The Court observed that the proviso provides a six-month limitation for instituting the application itself, and therefore the rule laid down in Lingley's case [(1921) 1 K.B. 655] could not be applied to the question before it. It further noted that the present proviso is substantively similar to the provision contained in section 5 of the Limitation Act, and that Mr Phadke had fairly conceded that there is a settled consensus of judicial opinion on how section 5 is to be construed. The Court explained that, when a party seeks condonation of delay under section 5 of the Limitation Act, the party must satisfy the court that it had sufficient cause for the entire period of delay, and that this requirement has always been understood to mean that the explanation must cover the whole of the period of delay. This principle was illustrated by reference to Ram Narain Joshi v. Parameswar Narain Mehta [[1903] I.L.R. 30 Cal. 309], where the court held that the party must explain the entire lapse of time. Applying this rule, the Court accepted the finding recorded by the authority that the appellants had failed to establish any sufficient cause for their inaction between 2 May 1952 and the respective dates on which they filed their present applications. That failure was deemed fatal to the appellants’ claim, and consequently the Court considered it unnecessary to address the larger question of law that Mr Phadke had sought to raise before the Court.

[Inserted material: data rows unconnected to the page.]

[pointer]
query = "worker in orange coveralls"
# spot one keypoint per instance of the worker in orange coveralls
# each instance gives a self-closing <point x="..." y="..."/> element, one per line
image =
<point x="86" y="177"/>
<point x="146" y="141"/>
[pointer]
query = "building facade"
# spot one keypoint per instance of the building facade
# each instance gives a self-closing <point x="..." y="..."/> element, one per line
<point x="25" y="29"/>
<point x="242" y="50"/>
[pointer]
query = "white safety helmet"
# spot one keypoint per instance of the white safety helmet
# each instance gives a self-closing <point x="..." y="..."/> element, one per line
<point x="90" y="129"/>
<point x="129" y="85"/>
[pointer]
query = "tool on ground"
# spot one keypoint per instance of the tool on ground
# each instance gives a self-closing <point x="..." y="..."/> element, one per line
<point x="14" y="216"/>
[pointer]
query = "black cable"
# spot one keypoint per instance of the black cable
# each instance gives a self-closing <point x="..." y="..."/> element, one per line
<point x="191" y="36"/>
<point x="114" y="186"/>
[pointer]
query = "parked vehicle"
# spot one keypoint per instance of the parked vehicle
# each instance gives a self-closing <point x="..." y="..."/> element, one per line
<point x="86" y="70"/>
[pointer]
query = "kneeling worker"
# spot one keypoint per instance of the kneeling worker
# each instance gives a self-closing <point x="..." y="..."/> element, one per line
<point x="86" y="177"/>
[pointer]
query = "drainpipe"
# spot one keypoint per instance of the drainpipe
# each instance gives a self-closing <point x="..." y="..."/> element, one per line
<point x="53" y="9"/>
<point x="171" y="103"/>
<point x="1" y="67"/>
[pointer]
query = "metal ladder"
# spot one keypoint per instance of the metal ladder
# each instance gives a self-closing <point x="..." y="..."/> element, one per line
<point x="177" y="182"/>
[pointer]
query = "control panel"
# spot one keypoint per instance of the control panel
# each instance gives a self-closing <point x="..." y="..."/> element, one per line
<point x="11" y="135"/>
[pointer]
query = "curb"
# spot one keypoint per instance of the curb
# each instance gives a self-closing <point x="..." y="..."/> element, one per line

The Court also recorded that the learned Attorney-General had raised a preliminary objection concerning the validity of the certificate granted by the High Court in these appeals. The Attorney-General contended that the High Court erred in taking into account the total value of the consolidated appeals for the purpose of granting a certificate under Article 133. The Court, however, found no need to entertain this preliminary objection and therefore did not consider the argument further. As a result, the Court concluded that the appeals must fail and be dismissed. Since the respondent had not pressed for costs, the Court directed that each party bear its own costs in this Court, and it made no order as to court fees. Finally, the appeals were dismissed.